Назовем хотя бы образ большой воды — истока всей жизни на земле. Это водопад ‘В краю непуганых птиц’, через полвека — тот же водопад в последнем романе ‘Осударева дорога’. Это весенний разлив и в ‘Осударевой дороге’, и в ‘Корабельной чаще’. Образ этот для Пришвина космический, вселенский. Он развивается, нарастая под его пером, по законам музыкальной симфонии, появляется не только в крупных произведениях, но и в поэтических миниатюрах, — вспомним его известный ‘Лесной ручей’: ‘Рано ли, поздно ли, ручей мой придет в океан’. Так написано в конце 30-х годов и будет часто повторяться в последующих произведениях Пришвина до конца его дней.
Это был одновременно образ жизни природы, родного народа, России и своей собственной судьбы. С начала века поразила его воображение борьба водной стихии — борьба и слияние капель в единый поток. А рядом шло и глубоко переживалось им народное волнение в России: во всех слоях населения разливался этот бурный поток. Жизнь Михаила Пришвина — это годы огромных общественных перемен — войн и революций. С раннего детства — предчувствие их.

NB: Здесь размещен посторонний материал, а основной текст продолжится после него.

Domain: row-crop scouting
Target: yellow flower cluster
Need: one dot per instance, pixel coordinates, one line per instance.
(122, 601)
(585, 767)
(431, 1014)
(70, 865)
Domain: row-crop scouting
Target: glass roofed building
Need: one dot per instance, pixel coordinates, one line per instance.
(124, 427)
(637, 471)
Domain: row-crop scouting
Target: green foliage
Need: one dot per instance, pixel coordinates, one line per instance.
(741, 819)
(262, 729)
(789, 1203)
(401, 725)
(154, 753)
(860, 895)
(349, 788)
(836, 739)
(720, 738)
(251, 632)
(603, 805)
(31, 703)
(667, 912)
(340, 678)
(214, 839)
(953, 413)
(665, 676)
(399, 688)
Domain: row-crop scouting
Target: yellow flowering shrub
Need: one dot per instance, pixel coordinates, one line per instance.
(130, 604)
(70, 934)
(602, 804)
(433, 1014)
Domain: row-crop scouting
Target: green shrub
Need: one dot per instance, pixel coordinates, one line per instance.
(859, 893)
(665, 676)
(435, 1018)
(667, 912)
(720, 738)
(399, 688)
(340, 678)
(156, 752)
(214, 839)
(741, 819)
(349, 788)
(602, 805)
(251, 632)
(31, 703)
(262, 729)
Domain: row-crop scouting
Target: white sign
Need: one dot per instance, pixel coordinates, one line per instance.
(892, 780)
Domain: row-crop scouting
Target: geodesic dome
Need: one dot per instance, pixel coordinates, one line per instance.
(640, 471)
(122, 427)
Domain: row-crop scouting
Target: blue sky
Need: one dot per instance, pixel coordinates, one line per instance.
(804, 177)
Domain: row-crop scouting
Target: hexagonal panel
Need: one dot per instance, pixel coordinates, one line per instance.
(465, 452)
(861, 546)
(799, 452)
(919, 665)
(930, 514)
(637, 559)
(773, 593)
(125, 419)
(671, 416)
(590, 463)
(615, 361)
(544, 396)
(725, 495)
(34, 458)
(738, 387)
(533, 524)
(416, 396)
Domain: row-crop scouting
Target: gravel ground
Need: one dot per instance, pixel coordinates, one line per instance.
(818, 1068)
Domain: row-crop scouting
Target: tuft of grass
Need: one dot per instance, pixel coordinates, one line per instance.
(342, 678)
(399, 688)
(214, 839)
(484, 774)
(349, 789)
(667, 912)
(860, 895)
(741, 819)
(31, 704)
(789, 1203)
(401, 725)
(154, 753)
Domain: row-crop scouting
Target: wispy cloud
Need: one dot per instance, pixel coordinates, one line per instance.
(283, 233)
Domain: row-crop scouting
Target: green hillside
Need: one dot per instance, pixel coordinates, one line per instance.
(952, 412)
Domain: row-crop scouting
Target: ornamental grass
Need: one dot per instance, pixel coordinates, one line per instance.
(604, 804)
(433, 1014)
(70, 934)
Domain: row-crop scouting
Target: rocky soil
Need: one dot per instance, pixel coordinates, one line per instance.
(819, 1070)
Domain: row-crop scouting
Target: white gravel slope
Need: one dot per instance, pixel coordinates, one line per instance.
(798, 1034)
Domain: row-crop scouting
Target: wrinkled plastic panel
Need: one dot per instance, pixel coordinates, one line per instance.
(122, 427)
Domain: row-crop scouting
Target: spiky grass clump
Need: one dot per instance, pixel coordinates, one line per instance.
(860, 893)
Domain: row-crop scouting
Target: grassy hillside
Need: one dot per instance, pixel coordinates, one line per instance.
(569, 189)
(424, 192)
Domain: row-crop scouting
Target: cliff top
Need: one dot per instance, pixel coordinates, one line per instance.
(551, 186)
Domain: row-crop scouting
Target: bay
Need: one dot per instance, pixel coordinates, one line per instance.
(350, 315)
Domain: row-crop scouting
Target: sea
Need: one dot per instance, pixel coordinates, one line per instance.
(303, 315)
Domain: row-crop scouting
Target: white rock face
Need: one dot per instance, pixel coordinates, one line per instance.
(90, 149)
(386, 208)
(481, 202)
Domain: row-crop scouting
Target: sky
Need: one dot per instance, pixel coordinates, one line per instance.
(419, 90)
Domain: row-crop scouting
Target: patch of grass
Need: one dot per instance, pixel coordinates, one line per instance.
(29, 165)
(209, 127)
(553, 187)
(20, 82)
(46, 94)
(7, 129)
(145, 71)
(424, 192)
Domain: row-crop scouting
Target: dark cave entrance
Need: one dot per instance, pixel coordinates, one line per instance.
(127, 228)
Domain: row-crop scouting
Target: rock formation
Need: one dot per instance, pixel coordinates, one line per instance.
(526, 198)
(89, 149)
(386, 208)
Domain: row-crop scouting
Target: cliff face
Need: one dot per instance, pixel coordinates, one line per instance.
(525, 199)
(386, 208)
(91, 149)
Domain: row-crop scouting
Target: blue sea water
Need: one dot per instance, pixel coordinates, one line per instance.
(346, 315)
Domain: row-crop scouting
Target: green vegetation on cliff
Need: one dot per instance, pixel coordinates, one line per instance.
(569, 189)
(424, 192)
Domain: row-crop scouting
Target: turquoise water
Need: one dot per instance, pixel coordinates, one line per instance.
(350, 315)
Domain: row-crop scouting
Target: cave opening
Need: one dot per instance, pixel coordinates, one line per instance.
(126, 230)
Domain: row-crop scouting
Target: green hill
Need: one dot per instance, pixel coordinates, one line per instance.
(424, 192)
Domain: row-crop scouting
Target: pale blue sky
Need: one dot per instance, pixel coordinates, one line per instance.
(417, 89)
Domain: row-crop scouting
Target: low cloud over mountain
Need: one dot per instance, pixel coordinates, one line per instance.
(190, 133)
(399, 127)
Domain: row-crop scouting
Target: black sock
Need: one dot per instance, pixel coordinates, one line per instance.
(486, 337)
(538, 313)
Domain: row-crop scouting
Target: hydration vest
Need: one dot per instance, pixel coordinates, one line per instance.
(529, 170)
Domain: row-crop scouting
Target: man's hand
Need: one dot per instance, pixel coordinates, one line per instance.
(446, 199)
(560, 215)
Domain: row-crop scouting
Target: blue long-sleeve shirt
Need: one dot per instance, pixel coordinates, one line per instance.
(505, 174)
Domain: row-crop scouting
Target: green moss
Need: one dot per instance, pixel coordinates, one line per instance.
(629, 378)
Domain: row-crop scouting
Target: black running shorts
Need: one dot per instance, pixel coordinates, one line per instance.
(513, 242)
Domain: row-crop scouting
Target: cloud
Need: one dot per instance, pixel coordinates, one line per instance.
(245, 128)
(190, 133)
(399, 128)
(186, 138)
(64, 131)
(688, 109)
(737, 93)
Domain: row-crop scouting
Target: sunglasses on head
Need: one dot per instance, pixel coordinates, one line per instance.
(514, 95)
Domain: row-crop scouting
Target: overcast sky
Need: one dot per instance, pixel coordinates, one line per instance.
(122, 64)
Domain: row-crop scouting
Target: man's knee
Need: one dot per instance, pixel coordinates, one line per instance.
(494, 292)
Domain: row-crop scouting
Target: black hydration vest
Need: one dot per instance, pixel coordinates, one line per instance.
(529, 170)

Подобно образу водной стихии будет идти через всю жизнь его и другой образ, связанный с поиском ‘правды истинной’. Появляется этот образ впервые в дневнике 1915 года. Приведем запись целиком:
‘Камень-правда Среди ноля лежит большой, как стол, и нет от этого камня пользы никому, и все на камень этот смотрят и не знают, как взять его, куда деть: пьяный идет — натыкается и ругается, трезвый отвертывается и обходит, всем надоел камень, и никто взять его не может — так вот и правда эта… Разве можно людям правду сказать? За семью печатями правда лежит, и в молчании охраняют ее сторожа’.
А через полвека, в последний год жизни, Пришвин пишет повесть ‘Корабельная чаща’, всю основанную на поисках народных какой-то великой ‘правды истинной’. ‘Не ищите поодиночке счастья, ищите вместе правду’, — говорят в ней старики новым людям. Образ впитал в себя все богатство прожитого, передуманного. Оказывается, полвека лежал этот образ, этот символ в душе художника и передается нам как его завещание.
Назовем еще один образ — любви. Он появляется в первой повести Пришвина. Там описывается любовь лебедей: осиротевший лебедь не может найти себе пару — он умирает. Вот почему у северного народа считалось грехом стрелять лебедей.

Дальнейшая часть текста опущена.